Def Poetry: July 8 2005

Sometimes I’m not completely sure what HBO’s Def Poetry is good for. What seems to make the show unique and valuable, though, is that it brings the form known as spoken word into the living rooms of people who may never hear it anywhere else.

The only problem is, I’m not sure anyone’s heard a lot of it during this season’s first four episodes either. Too many gimmicky performances, too many celebrity guests. Spoken word is a tradition, a discipline, and it takes time and effort to get it right. With the fifth episode, finally, we heard a solid half-hour from some battle-tested veterans of the poetry clubs.
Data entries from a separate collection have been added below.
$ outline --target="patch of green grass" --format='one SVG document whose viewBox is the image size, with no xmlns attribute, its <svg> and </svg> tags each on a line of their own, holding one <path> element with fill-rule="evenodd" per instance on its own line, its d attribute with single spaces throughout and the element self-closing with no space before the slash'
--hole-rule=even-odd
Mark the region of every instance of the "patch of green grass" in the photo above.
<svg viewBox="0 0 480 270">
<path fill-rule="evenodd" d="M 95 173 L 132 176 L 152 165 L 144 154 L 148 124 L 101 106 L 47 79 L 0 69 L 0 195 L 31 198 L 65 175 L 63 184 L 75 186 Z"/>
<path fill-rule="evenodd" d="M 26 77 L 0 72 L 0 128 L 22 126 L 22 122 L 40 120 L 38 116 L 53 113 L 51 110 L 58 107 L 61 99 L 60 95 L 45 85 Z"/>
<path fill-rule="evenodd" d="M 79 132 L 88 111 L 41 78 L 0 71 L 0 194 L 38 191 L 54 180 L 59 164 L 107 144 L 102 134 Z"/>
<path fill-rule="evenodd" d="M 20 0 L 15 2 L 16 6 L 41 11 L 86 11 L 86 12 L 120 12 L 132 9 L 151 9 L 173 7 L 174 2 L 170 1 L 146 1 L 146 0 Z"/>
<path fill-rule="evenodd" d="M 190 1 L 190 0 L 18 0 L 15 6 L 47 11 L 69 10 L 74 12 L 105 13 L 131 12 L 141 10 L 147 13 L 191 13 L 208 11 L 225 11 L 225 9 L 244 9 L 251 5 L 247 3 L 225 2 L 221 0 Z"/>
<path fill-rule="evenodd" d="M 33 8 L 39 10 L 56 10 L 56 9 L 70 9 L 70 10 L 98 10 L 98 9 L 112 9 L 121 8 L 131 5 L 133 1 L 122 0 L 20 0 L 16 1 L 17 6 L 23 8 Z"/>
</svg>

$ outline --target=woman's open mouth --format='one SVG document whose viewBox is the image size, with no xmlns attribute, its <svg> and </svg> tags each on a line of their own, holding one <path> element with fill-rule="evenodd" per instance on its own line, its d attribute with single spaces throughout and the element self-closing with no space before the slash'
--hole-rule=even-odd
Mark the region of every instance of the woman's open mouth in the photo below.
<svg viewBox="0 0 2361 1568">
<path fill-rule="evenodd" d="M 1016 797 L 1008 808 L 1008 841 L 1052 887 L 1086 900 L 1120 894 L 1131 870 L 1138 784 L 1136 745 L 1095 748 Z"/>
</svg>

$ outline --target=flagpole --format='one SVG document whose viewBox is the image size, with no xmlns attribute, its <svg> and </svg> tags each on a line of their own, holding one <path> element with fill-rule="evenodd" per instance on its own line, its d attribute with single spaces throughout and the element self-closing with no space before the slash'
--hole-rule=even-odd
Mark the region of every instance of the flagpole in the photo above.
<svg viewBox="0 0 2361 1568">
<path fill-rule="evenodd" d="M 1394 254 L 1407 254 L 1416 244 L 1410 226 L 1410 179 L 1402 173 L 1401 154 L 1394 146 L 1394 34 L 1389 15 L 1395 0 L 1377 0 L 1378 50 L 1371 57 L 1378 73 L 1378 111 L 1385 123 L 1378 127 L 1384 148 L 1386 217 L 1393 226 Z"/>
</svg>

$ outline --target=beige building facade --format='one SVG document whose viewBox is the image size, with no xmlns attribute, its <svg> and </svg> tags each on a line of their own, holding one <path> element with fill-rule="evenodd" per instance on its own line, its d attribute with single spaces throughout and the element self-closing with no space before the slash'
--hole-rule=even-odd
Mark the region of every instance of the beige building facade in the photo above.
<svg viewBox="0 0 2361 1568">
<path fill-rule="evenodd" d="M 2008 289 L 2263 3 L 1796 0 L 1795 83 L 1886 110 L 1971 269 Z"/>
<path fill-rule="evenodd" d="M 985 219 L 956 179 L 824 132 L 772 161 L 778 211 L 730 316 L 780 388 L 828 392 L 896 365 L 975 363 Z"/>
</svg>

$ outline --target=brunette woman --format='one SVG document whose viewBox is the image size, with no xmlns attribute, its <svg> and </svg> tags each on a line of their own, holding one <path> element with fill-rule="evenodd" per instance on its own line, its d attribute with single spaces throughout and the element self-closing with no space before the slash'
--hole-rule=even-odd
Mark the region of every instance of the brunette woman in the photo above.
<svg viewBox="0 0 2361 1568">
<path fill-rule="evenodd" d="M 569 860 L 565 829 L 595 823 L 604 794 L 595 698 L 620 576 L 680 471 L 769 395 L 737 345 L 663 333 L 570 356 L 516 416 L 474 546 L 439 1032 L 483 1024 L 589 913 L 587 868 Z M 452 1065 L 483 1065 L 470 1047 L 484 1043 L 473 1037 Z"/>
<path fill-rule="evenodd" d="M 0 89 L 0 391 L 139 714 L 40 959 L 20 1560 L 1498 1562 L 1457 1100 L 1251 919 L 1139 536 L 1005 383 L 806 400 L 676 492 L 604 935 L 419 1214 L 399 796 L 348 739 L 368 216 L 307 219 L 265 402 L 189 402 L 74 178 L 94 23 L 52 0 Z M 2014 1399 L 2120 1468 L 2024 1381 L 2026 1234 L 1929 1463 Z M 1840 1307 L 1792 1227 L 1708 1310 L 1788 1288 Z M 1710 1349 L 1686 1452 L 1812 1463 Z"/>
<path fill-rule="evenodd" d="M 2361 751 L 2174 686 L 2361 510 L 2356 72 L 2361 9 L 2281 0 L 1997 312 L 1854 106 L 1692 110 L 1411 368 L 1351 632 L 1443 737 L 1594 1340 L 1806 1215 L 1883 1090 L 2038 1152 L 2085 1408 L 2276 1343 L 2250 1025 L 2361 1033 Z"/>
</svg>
The first performer goes by the name of Poetri. A poet’s got to be pretty confident to go around with a name like that, and this one apparently is. His piece was about road rage and the personal politics of driving. It was more rant than poem, but it was an enjoyable bit and I wished we could have heard more from him.

Shariff Simmons delivered a powerful rhyming piece that urged political awareness, touching on John Ashcroft and Enron and bringing home the refrain “fuck what you heard, act like you know”.

Mike Ellison was up next with another call for personal and political awareness. Three strong, experienced performers in a row — these guys have lived lifetimes on stage and it shows.

Next up was Phylicia Rashad of the Cosby Show, the only celebrity appearance of the night. Can’t argue with giving America’s Mom a chance on the show, and I guess it was nice that she selected a poem from her own mother’s chapbook to perform. It was more comforting than electric, but I guess that’s okay.

The energy changed again with an excellent bit by Ratsack, a barefoot bald guy who preaches salvation via freeing of the feet. He worked up a lot of passion about the subject. I’ve always advocated the barefoot sensibility myself, and I liked this guy a lot.

Ratsack was followed by Abyss, who read a passionate love poem for an imaginary woman. I liked his jacket better than his words, but I thought his delivery was pretty good too.

Kevin Coval’s piece was my favorite of the night. He acted out both sides of a live spoken-word battle. The piece was emotional, intense and crowded with pleasurable internal rhymes.

Mollie Angleheart’s piece about the stigma of the “psychotic bitch” wasn’t quite original — I’m pretty sure we heard a similar piece on this show just a couple of weeks ago, but her performance was strong.

Flowmentalz was next, yelling at God like Tevye, eventually succumbing to an entire boxing match with God (you can guess who wins). Great piece — this is the kind of thing I want to see when I turn on this show.

The half-hour ended strong with a funny, honest duet by a pregnant couple, Thea Monyee and Gaknew. They talked about the birth of their first child and the effect parenthood has had on their relationship so far.

If somebody’s only going to catch one episode of Def Poetry this summer, this is the one to see. It’s a solid half-hour of spoken-word, plus a visit from Claire Huxtable — who can complain?

2 Responses

  1. 3 degrees of
    3 degrees of separation…

    Speaking of the man known as “Poetri”, I interviewed someone who interviewed him.


  2. I’m certainly no criticbut I
    I’m certainly no critic

    but I have caught a handful of shows just by luck and timing. I always catch myself thinking the same thought……that it feels as though most of the poets read with the same beat and flow. Maybe it’s just me. My experience on stage is limited and most time a distant memory blurred through alcohol, so I won’t pretend to have the experience to use words like good and bad. I just think most of it sounds the same. But at least it’s poetry and at least it’s getting heard.